Question: ‘I had several talks with Hindu psychiatrists in Bombay. They all agreed that spiritual exercises greatly help to effect medical cures. What bothered them was the absence of criteria to distinguish between insights gained in mystic trance on the one hand, and hallucinations on the other.’
His answer was short and precise: ‘The state of hallucination is a temporary one. A person should learn to control his mind. What comes after such mental discipline is mystic experience. What appears in the uncontrolled state of mind the hallucinations. These are caused by the wishes and fears of the ego. The mystic’s mind is a blank, his experience is shapeless and without object.’
Question: ‘Can a mystic experience be artificially induced by means of drugs?’
H. H : ‘You ask this because you think of the experiments of Aldous Huxley.’
A. K.: ‘No, I was thinking of bhang.’
H. H. : ‘Bhang is used among the people in some parts of India to induce certain states of mind. It is not a habit in the South. Such an artificially induced state does not last long. The real mystic condition is more permanent.’
Question: ‘How is an outside observer to distinguish between the genuine and the not-so-genuine?’
H.H : ‘Of course, sometimes people mistake a pseudo Yogi for a real one. But the behaviour of the man who has disciplined his mind, who is a true Yogi, will be different. When you look at him you will see that his face is serene and at peace. That will discover and differentiate him.’
He spoke without a trace of self-consciousness; it evidently did not occur to him that the description applied to himself.
I felt that my time was up, though the Sankarcharya denied with great gentleness that he was tired; in India it is the visitor who is supposed to bring the audience to an end which sometimes leads to embarrassing situations. I waited for H. H. to get up, but he made no move. There was a silence; only the nose-picking disciple kept up his activities.
So I embarked on an anecdote – about the Jesuit priest who was asked how he would reconcile God’s all-embracing love with the idea of eternal Hell, and who answered: ‘Yes, Hell does exist, but it is always empty.’
I suppose my motive in telling the story was to make him smile again. He did, then said, still smiling: ‘We have no eternal Hell in Hinduism; even a little practice of dharma will go a long way in accumulating merit.’ He quoted a line from the Gita in Sanskrit.

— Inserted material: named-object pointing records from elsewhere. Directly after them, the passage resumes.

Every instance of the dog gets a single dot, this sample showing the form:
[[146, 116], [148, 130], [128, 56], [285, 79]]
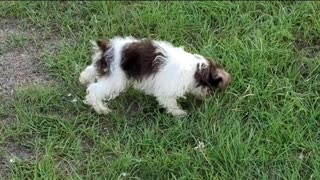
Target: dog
[[155, 67]]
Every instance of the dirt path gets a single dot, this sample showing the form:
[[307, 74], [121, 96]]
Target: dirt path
[[20, 50]]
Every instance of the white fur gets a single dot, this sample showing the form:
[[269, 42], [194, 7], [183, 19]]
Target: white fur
[[173, 80]]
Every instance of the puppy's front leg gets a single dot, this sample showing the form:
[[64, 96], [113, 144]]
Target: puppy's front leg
[[170, 103]]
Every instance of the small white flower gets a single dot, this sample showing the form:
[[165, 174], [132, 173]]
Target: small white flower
[[200, 146]]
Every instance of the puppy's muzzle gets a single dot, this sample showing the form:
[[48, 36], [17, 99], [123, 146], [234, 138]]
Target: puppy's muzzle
[[225, 79]]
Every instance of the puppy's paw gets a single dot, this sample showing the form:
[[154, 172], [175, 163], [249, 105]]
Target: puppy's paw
[[178, 113]]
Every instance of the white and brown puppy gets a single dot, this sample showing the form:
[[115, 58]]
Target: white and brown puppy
[[154, 67]]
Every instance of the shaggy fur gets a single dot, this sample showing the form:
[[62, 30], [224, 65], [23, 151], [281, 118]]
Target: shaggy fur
[[154, 67]]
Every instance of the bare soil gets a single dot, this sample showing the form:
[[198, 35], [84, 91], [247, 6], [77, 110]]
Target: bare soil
[[19, 66]]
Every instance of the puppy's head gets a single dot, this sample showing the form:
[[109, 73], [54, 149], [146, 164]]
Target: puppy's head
[[211, 76]]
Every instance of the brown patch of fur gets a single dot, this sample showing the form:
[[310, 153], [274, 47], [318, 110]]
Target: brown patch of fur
[[206, 75], [103, 64], [139, 59]]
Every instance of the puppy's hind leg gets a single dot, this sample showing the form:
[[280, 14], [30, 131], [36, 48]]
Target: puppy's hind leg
[[170, 103], [105, 89]]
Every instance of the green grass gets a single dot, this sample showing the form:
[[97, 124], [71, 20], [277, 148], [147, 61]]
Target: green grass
[[265, 126]]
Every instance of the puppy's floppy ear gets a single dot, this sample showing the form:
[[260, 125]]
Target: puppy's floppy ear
[[207, 76], [103, 45]]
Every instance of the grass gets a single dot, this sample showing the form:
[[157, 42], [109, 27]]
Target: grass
[[265, 126]]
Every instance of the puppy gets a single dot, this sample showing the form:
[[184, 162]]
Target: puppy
[[155, 67]]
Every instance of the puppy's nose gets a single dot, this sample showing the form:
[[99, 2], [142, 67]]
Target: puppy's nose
[[225, 79]]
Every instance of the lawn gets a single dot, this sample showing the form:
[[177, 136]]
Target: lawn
[[265, 126]]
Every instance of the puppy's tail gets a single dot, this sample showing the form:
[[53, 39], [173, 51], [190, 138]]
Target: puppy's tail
[[88, 75]]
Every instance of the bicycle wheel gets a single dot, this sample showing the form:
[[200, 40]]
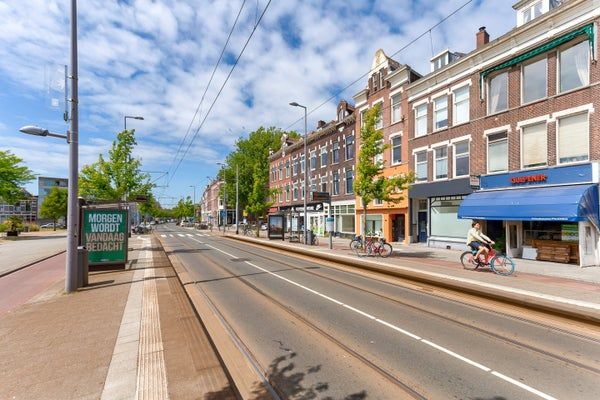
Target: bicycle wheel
[[467, 260], [385, 250], [502, 265]]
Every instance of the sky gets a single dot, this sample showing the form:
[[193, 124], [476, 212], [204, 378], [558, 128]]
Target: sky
[[154, 59]]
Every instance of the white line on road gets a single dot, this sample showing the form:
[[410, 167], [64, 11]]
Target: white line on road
[[404, 332]]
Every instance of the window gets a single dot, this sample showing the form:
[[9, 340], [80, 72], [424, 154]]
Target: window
[[323, 157], [396, 109], [421, 161], [534, 81], [349, 147], [498, 152], [574, 66], [336, 152], [440, 112], [461, 159], [396, 149], [336, 183], [573, 138], [421, 120], [349, 181], [534, 145], [460, 113], [313, 160], [498, 93], [441, 163]]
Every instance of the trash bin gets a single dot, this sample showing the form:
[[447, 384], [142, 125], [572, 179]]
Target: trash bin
[[82, 266]]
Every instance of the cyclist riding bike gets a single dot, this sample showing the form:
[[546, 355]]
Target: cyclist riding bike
[[477, 241]]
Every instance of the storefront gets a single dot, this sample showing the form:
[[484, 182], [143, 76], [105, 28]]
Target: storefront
[[548, 214]]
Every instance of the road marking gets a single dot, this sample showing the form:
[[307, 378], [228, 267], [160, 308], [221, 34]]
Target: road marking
[[407, 333]]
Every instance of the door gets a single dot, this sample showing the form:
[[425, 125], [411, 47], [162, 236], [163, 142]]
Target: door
[[514, 238]]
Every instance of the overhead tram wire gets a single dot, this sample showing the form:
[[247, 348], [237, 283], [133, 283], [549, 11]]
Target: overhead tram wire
[[189, 128], [220, 90], [413, 41]]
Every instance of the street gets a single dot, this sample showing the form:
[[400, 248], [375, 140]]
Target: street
[[319, 331]]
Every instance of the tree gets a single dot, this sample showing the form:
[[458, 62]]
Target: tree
[[12, 177], [370, 184], [55, 204], [117, 178]]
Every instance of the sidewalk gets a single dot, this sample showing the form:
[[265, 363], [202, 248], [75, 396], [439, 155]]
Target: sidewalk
[[130, 334]]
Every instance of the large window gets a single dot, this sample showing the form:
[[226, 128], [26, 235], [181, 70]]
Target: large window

That was the end of the conversation. I found at last the courage to get up first, and the Sankaracharya, after a very gentle and unceremonious salute, quickly took the few steps to the palanqum and vanished into its interior. The room was suddenly dingy and empty, and I had a feeling of a personal loss.
Such were the views of an orthodox religious leader in contemporary India. The remarkable thing about them is that they bore no relation to contemporaneity. Equally striking was the contrast between his gentle, saintly personality, lovable and loving, peaceful and peace-giving, immersed in contemplation without shape or object’ – and the rigidity of his views on Hmdu doctrine and religious observances. If one tried to project him onto the European scene’. one would have to go back several centuries to find a Christian mystic of equal depth and stature; yet in his views on religious practice he compared with the rigid ecclesiastics of the nineteenth century.
Indians call the Sankaracharya a Jnana Yogi with a strong inclination toward bhakti-union through devotional worship.